People like me are mostly regarded as moody individuals.  An annoyance, most of the time.  Someone normal people need to stay away from because we are Debby Downers.  Oh, it’s all in your head, I’ve been told many times.  Or, you just have to count your blessings instead of focusing on your limitations.  And sure, I’m all for counting my blessings.  I’m very grateful that I don’t have to sleep on the street, that I’m not starving.  That I am not being gang-raped, or tortured or enslaved.  I’m also grateful for friends and the love they give me.

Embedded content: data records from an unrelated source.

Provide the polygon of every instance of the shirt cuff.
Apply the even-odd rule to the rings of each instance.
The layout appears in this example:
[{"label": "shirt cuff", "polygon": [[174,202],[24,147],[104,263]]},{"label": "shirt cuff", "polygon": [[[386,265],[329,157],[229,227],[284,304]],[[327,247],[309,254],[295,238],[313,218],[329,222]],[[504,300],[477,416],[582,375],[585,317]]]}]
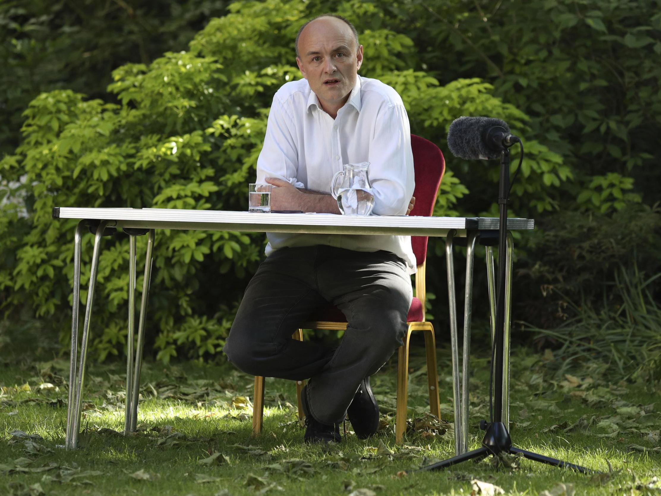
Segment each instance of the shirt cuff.
[{"label": "shirt cuff", "polygon": [[285,181],[288,181],[294,188],[305,188],[305,185],[304,184],[303,184],[301,181],[296,181],[296,178],[295,177],[290,177],[288,179],[285,179]]}]

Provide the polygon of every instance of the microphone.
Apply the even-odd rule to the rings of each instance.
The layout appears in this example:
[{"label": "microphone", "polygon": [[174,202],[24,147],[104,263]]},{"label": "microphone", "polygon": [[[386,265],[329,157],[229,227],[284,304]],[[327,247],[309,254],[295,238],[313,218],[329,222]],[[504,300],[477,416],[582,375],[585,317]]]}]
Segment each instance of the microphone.
[{"label": "microphone", "polygon": [[492,117],[459,117],[447,132],[450,151],[465,160],[500,158],[503,150],[520,141],[505,121]]}]

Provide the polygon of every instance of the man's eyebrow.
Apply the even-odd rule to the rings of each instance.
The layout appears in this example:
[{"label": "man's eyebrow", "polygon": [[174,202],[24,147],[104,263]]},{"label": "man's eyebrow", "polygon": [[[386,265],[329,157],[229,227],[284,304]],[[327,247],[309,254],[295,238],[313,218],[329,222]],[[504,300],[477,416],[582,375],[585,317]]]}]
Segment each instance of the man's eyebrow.
[{"label": "man's eyebrow", "polygon": [[[336,46],[334,48],[333,48],[332,52],[339,52],[340,50],[348,52],[349,50],[349,47],[348,47],[346,45],[340,45],[339,46]],[[321,55],[321,52],[311,51],[305,54],[306,57],[309,56],[311,55]]]}]

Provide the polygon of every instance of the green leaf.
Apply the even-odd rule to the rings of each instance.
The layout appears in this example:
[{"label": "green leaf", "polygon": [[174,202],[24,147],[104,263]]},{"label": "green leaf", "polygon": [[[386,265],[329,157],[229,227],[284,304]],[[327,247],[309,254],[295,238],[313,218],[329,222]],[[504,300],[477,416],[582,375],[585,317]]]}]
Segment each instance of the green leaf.
[{"label": "green leaf", "polygon": [[600,19],[596,17],[588,17],[586,19],[585,23],[593,29],[596,29],[598,31],[607,32],[606,26],[604,25],[603,22]]}]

But the truth is that even if I we do the right thing and reach out when we have our lows, it becomes harder and harder to do as time goes by. Sure, friends and loved ones (spouses, children, etc) will try and help the first time they hear about it.  And the second time. And the third time.  And maybe even the fourth and fifth.  But after a while, they do get tired.  And that’s normal.  They are only human too.  And so, we become a burden.  Because Mental Illnesses are hard to treat.  The prognosis is gloomy for the most part.  According to the Royal Mental Hospital Depression Research Centre (depression is what I have but it might as well be schizophrenia or any other mental illness),“Many people diagnosed with a major depression will fail to respond adequately to two medications of different classes and about 60 per cent will have a treatment resistant depression.”  60 PERCENT! And unless we commit suicide (gasp! yeah, I said. Because a lot of us actually do) we live a normally long life just like any other person free of any lethal disease.  So we become this pain in the ass, gloomy, cranky, grumpy, sad people that no one likes to be around.  Even those who love us, have a hard time 1. dealing with us at a personal level, and 2. dealing with their own coping problems associated with loving a person with a mental illness.

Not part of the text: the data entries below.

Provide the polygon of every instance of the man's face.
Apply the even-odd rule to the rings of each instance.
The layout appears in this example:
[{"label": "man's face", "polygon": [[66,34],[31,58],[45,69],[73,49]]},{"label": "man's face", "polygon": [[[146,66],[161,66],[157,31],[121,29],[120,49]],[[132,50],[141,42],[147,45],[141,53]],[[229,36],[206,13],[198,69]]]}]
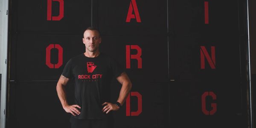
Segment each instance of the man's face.
[{"label": "man's face", "polygon": [[85,44],[86,51],[93,52],[98,50],[101,38],[96,31],[87,30],[84,33],[83,42]]}]

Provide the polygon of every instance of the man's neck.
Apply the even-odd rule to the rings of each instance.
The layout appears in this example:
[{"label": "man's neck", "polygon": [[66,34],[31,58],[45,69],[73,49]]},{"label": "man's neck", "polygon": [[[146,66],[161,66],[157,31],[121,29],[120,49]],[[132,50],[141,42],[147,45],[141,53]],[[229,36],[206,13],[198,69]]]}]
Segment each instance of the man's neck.
[{"label": "man's neck", "polygon": [[84,53],[84,55],[87,57],[89,58],[94,58],[97,57],[100,54],[100,52],[99,51],[95,51],[94,52],[85,52]]}]

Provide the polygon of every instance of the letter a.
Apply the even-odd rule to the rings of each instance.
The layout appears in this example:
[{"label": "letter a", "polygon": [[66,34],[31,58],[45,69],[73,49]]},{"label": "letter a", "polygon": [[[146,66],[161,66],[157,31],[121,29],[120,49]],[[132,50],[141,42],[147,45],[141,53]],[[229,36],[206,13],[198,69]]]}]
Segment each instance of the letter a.
[{"label": "letter a", "polygon": [[[133,10],[134,10],[135,15],[132,14]],[[137,7],[136,1],[135,1],[135,0],[131,0],[131,1],[130,3],[129,10],[128,10],[128,14],[127,14],[127,17],[126,17],[126,22],[130,22],[131,21],[131,19],[135,18],[135,16],[136,16],[136,18],[137,22],[141,22],[140,17],[140,14],[139,14],[139,11],[138,11],[138,8]]]}]

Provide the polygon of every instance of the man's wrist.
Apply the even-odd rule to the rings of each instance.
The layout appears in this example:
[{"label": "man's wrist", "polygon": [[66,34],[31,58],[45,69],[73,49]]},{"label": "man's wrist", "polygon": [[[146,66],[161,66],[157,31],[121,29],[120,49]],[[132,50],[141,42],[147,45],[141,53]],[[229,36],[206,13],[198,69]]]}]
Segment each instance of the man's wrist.
[{"label": "man's wrist", "polygon": [[115,105],[119,107],[119,108],[122,108],[122,105],[121,105],[121,104],[119,102],[117,102],[116,103]]}]

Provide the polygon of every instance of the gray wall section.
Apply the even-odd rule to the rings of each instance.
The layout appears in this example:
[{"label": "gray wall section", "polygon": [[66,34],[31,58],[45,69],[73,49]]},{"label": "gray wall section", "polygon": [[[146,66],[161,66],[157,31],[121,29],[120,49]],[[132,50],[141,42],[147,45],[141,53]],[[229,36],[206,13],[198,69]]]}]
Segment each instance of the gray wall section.
[{"label": "gray wall section", "polygon": [[249,0],[251,73],[256,74],[256,1]]}]

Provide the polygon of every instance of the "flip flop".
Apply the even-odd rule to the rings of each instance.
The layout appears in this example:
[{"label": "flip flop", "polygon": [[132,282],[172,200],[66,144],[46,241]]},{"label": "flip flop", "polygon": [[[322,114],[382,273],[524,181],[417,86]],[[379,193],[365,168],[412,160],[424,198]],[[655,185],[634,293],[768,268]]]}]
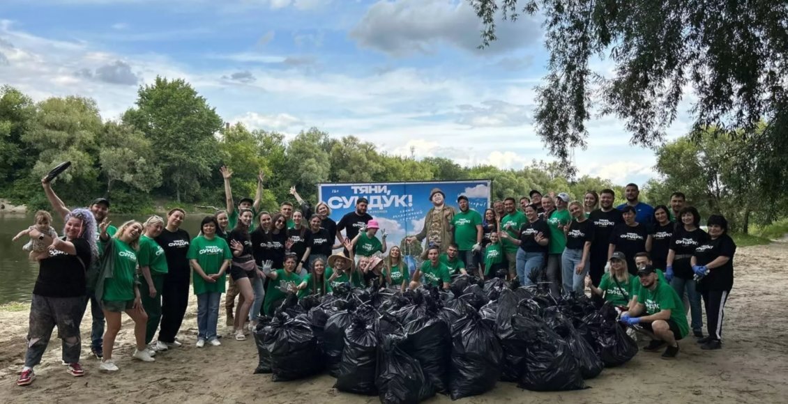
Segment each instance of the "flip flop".
[{"label": "flip flop", "polygon": [[49,172],[49,174],[46,174],[46,182],[54,180],[55,177],[65,171],[69,167],[71,167],[71,161],[63,161],[62,163],[56,165],[55,168],[52,169],[52,170]]}]

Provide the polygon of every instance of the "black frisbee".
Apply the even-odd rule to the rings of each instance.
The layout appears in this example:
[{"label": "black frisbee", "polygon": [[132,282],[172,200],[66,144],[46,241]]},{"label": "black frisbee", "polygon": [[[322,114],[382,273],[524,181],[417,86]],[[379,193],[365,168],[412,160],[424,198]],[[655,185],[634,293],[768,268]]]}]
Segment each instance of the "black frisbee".
[{"label": "black frisbee", "polygon": [[52,170],[49,172],[49,174],[46,174],[46,182],[54,180],[54,177],[59,176],[61,172],[65,171],[65,169],[69,167],[71,167],[71,161],[63,161],[62,163],[58,164],[55,166],[55,168],[52,169]]}]

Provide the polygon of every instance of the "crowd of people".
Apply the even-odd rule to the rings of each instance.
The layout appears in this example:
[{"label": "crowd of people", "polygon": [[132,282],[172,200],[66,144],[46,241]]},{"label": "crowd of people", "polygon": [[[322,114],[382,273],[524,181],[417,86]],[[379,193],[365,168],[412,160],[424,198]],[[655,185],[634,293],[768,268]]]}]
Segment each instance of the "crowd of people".
[{"label": "crowd of people", "polygon": [[[404,291],[423,284],[447,289],[452,276],[504,277],[523,287],[542,284],[556,296],[590,291],[620,313],[622,326],[651,337],[647,351],[678,352],[690,331],[701,347],[722,346],[723,307],[733,286],[736,245],[724,217],[706,220],[685,206],[680,192],[669,206],[639,201],[637,186],[626,187],[626,202],[613,206],[615,192],[589,191],[582,202],[563,192],[496,201],[479,213],[459,195],[447,204],[439,188],[418,234],[403,246],[424,242],[414,259],[388,245],[385,229],[367,213],[368,201],[337,222],[325,202],[314,208],[295,188],[296,205],[260,211],[265,178],[254,198],[236,205],[232,170],[221,169],[226,209],[203,218],[192,237],[180,228],[186,212],[169,211],[116,228],[110,201],[99,198],[88,209],[69,209],[42,184],[54,212],[63,217],[63,235],[42,211],[15,240],[26,246],[39,272],[32,292],[24,366],[17,384],[30,384],[52,331],[62,340],[67,371],[81,376],[80,328],[88,304],[92,314],[91,350],[102,371],[118,370],[115,338],[125,313],[134,322],[132,358],[154,361],[157,353],[180,347],[177,335],[188,305],[197,297],[196,347],[221,345],[217,331],[221,295],[232,338],[243,341],[258,316],[273,315],[289,295],[299,298],[333,293],[340,285]],[[421,263],[419,263],[421,261]],[[229,276],[228,276],[228,274]],[[703,332],[701,299],[706,312]],[[687,324],[686,311],[691,323]]]}]

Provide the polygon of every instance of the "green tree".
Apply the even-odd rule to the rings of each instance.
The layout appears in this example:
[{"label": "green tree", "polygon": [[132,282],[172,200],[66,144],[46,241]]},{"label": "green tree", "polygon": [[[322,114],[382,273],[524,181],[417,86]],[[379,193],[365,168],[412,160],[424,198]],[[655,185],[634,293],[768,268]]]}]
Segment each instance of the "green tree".
[{"label": "green tree", "polygon": [[[217,141],[221,118],[185,80],[156,77],[140,86],[136,108],[126,111],[124,123],[143,132],[156,152],[165,189],[174,190],[178,202],[193,199],[217,169]],[[213,186],[213,185],[211,185]]]}]

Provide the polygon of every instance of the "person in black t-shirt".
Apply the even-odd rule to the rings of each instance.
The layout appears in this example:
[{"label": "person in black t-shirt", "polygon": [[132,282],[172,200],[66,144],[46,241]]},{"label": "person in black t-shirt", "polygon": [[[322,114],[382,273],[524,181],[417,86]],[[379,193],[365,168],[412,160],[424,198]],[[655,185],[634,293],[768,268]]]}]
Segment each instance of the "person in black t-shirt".
[{"label": "person in black t-shirt", "polygon": [[693,272],[699,278],[697,289],[706,307],[708,335],[698,340],[701,349],[722,347],[725,302],[734,287],[734,255],[736,243],[728,235],[728,221],[712,215],[706,221],[708,240],[698,246],[692,256]]},{"label": "person in black t-shirt", "polygon": [[630,273],[636,275],[637,266],[635,265],[635,254],[648,250],[645,248],[645,240],[649,231],[645,224],[635,221],[635,208],[626,205],[621,208],[621,217],[624,223],[618,224],[613,229],[610,237],[610,246],[608,255],[613,256],[613,252],[621,251],[626,257],[626,269]]},{"label": "person in black t-shirt", "polygon": [[167,275],[162,290],[162,324],[158,330],[158,340],[154,350],[166,350],[180,347],[175,335],[180,329],[189,304],[189,287],[191,280],[191,267],[186,258],[191,238],[180,228],[186,218],[183,209],[175,208],[167,213],[167,225],[162,234],[154,239],[167,258]]},{"label": "person in black t-shirt", "polygon": [[589,275],[591,283],[599,286],[608,265],[608,250],[610,247],[610,236],[615,225],[622,223],[621,212],[613,208],[615,193],[611,189],[604,189],[599,194],[600,209],[591,212],[589,221],[593,226],[593,241],[591,242]]},{"label": "person in black t-shirt", "polygon": [[[336,239],[340,245],[344,245],[345,241],[350,242],[359,235],[359,229],[366,228],[366,224],[372,220],[372,217],[366,213],[366,206],[369,201],[366,198],[359,198],[355,202],[355,210],[342,217],[342,219],[336,224]],[[342,231],[345,231],[345,235],[342,235]],[[350,257],[350,252],[346,248],[344,250],[345,257]]]},{"label": "person in black t-shirt", "polygon": [[665,269],[667,265],[667,253],[671,248],[671,238],[675,224],[671,221],[667,206],[658,205],[654,207],[654,217],[645,240],[646,250],[651,251],[651,261],[654,268]]},{"label": "person in black t-shirt", "polygon": [[585,218],[583,205],[578,201],[569,203],[569,213],[574,219],[564,230],[567,247],[561,255],[561,272],[563,291],[574,291],[578,296],[584,293],[585,274],[589,272],[591,242],[593,228],[591,221]]},{"label": "person in black t-shirt", "polygon": [[30,232],[31,237],[51,249],[47,258],[39,261],[24,366],[17,380],[20,386],[30,384],[35,378],[33,367],[41,363],[55,326],[62,339],[62,359],[68,364],[67,371],[75,376],[84,375],[80,365],[80,322],[87,295],[85,273],[98,258],[95,218],[86,209],[75,209],[65,217],[63,233],[65,236],[53,239],[35,228]]},{"label": "person in black t-shirt", "polygon": [[[671,249],[667,253],[667,266],[665,280],[679,296],[686,295],[689,309],[691,311],[693,334],[696,338],[703,338],[703,313],[701,309],[701,294],[697,293],[694,275],[690,258],[695,249],[708,239],[708,235],[698,225],[701,214],[693,206],[685,207],[679,212],[681,226],[676,226],[671,239]],[[685,305],[687,306],[687,305]]]}]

And those are the lucky ones who’s friends and family care enough to help them.  But there’s still a lot of stigma associated with mental illnesses.  Even as I write this blog post, I can hear a very scared little voice at the back of my mind telling that I’m insane for talking in public about it.  What are they gonna thing about you? it says.  People don’t like to be friends with crazy people.  Also, people DON’T HIRE crazy people.  So won’t you keep it quiet? it’s for your own good, you know.

So, I wish I had cancer.  At least there wouldn’t any kind of stigma associated with it.  And – like I said to my friend, if I’m lucky enough, cancer would kill me really fast so I wouldn’t have to go on living in so much pain.